In her as-yet-unreleased book, Dutt has claimed that while Narendra Modi and Nawaz Sharif were sulking at the 2014 Saarc Summit in Kathmandu in front of cameras, off it they had an hour-long meeting, arranged by Indian steel magnate Sajjan Jindal, the brother of former Congress MP Naveen Jindal.

Modi called up Jindal from Nepal and asked him to take the earliest flight to the Nepali capital. “Jindal was asked to discreetly reach out to his ‘friend’ across the border,” writes Dutt. The two leaders then met quietly “in the privacy of Jindal’s hotel room”, where they spent an hour together, says a Hindustan Times report that claims exclusive access to the book.

Modi – hinting at the upcoming Jammu and Kashmir elections – indicated while he was keen, “circumstances” did not permit him to reopen formal channels. Sharif spoke about “constrictions” imposed on him by the security establishment and how his “negotiating power with the army had been gradually whittled away”.

Prima facie, the revelation, if true, reminds us that when it comes to India-Pakistan diplomacy, like the elephant's proverbial tusks, the optics are different from what goes behind the veil of posturing. While the gullible public is fed a cocktail of lies and jingoistic rhetoric meant to foster animus, behind the smokescreen of hostility politicians smoke their peace pipes and empathise with each other's domestic compulsions. Obviously, a frosty handshake is just a cover for the friendly jhappi behind closed doors.
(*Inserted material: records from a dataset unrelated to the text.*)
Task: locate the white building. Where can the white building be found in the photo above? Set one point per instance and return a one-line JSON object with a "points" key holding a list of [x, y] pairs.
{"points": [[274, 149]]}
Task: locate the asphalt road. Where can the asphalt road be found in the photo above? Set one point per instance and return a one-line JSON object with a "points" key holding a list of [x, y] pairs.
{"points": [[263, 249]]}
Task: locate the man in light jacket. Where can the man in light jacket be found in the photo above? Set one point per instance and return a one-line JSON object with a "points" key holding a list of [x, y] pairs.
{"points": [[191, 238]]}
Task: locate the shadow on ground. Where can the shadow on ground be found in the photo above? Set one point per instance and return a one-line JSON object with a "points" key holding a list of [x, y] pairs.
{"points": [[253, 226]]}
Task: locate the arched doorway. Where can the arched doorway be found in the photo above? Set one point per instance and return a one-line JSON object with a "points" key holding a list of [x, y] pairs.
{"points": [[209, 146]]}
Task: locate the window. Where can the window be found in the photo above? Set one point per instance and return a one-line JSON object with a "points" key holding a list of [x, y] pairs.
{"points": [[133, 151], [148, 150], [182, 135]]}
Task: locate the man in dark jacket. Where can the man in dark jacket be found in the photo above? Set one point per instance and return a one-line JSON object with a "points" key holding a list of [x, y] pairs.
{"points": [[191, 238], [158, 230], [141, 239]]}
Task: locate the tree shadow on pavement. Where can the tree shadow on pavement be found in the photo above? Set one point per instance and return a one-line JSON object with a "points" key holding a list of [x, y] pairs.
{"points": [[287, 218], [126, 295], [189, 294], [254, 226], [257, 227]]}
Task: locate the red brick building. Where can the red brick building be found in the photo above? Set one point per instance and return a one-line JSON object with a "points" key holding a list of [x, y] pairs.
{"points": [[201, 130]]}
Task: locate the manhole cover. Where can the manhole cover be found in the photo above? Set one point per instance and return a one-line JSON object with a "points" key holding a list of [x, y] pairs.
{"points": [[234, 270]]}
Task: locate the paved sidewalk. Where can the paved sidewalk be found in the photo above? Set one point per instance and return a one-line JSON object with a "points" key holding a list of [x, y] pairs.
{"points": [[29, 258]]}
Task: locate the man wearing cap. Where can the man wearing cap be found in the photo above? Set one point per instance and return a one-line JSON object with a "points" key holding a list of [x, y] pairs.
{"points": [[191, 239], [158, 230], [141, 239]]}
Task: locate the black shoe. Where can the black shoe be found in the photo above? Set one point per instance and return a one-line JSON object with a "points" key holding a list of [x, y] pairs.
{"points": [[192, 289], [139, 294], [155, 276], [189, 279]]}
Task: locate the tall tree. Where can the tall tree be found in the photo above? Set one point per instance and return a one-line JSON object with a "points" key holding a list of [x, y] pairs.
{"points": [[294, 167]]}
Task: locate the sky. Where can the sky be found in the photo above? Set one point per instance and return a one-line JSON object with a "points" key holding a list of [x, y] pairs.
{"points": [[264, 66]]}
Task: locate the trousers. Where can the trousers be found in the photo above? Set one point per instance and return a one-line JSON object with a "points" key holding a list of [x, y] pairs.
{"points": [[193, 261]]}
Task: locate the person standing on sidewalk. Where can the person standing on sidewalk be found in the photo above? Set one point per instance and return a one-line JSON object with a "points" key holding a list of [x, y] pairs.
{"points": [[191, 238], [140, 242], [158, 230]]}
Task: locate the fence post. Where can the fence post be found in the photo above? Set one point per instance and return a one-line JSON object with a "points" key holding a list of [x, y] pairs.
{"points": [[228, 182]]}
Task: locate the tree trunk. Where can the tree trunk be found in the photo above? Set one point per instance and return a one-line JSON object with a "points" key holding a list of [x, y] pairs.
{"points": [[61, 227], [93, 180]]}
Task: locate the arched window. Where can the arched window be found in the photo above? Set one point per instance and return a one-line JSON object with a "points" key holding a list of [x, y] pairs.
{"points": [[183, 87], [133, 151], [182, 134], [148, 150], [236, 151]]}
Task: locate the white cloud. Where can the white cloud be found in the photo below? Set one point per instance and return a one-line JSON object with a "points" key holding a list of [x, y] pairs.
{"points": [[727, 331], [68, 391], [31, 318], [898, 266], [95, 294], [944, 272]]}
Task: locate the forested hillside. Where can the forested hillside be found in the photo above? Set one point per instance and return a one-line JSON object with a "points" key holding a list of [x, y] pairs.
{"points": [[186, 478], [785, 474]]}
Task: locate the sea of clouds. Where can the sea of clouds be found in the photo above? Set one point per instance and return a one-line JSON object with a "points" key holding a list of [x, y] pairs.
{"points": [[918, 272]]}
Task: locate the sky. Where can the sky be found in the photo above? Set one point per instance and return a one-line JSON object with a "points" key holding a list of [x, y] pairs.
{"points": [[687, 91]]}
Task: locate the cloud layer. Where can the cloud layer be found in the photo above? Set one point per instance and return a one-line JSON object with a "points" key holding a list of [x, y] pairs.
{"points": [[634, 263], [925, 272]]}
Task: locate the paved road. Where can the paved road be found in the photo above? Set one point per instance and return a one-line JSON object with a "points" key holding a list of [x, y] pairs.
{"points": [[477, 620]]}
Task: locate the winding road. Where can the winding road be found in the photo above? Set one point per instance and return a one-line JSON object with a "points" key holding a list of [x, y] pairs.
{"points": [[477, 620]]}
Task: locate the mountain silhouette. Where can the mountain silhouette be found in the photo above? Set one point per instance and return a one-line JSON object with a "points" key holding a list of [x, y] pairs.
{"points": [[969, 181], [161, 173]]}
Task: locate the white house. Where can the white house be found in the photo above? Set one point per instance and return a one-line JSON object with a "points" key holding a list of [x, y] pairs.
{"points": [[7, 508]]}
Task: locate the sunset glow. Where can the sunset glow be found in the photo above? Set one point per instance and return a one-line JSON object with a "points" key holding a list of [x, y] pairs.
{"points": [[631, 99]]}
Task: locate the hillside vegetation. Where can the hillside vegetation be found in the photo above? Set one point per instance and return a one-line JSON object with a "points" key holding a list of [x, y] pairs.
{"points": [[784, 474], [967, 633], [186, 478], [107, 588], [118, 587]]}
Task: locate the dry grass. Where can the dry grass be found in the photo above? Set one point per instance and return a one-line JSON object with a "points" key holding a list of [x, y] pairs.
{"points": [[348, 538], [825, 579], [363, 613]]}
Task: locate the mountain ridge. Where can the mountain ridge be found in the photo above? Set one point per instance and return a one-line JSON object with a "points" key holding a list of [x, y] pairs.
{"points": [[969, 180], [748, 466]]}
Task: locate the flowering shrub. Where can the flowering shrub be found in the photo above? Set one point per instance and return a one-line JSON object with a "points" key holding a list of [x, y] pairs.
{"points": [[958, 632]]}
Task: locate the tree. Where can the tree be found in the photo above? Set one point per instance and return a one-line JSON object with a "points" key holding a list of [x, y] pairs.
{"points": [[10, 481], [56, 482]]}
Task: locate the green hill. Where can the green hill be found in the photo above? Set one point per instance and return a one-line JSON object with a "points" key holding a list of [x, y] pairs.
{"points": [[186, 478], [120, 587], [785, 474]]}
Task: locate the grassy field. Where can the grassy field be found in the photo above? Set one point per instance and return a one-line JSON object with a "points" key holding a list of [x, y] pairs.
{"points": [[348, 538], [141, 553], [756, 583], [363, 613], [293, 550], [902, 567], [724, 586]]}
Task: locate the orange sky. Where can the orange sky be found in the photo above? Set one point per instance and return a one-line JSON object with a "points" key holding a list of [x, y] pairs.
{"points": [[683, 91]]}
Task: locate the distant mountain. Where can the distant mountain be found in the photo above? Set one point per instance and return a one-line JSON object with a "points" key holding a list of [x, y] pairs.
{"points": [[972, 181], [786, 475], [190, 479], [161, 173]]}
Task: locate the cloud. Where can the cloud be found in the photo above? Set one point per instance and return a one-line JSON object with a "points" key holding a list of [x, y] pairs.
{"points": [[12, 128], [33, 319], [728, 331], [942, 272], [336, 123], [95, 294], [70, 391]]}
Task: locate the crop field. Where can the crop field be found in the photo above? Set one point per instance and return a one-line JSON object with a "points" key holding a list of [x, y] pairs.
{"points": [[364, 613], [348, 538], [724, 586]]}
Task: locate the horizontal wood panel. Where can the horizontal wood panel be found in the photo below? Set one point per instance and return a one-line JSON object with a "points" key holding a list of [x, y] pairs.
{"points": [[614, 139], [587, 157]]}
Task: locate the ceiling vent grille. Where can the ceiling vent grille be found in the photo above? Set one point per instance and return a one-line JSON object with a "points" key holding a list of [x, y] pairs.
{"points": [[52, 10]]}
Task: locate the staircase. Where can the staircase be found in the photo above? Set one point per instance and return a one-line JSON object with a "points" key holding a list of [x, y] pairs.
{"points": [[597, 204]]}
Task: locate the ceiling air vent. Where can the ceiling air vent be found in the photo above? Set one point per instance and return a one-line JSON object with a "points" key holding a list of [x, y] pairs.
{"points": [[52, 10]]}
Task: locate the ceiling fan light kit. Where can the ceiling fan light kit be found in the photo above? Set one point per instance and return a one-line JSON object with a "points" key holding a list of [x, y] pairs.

That more is hidden from the real stakeholders than what is revealed.

But, isn't Dutt herself guilty of the same subterfuge? If Sharif and Modi are guilty of holding back information, isn't the journalist, whose job is to bring it into the public domain, complicit in the conspiracy because of her opportunistic silence? In Twitter conversation sparked by the Hindustan Times teaser for her book release, Barkha has said the ‘exclusive’ about the secret Modi-Sharif meeting was hers (and that the paper was quoting from her book).

The SAARC Summit was held in Kathmandu exactly a year ago. If Dutt was privy to the secret meeting, why did she not act in a manner expected of a journalist, which is to break the news on the TV channel she represents? Perhaps, the lure of keeping it for her forthcoming book may have overridden any moral and ethical temptation for sharing the story with her TV audience. After all, a story just generates ephemeral TRPs, but a trans-border controversy can turn a book into a bestseller.

When her name was linked with the Neera Radia tapes, Dutt was accused of sitting on a national scoop on how a corporate lobbyist was trying to fix appointments to the Union Cabinet. She then defended herself by saying maybe she didn’t see a story in it. But now, with this admission that she had this ‘exclusive’ information that Modi-Sharif’s meeting was anything but frosty, she could be accused of sitting on a story. The fact that she included it in her book suggests she was aware of the merit of the story? So was she sitting on it for her book?

With the publicity Barkha’s best-kept secret of the secret meeting has generated, the sales of the book will probably spike.

But, as a viewer who tunes in to NDTV, I would be more concerned about the sellout for a bestseller.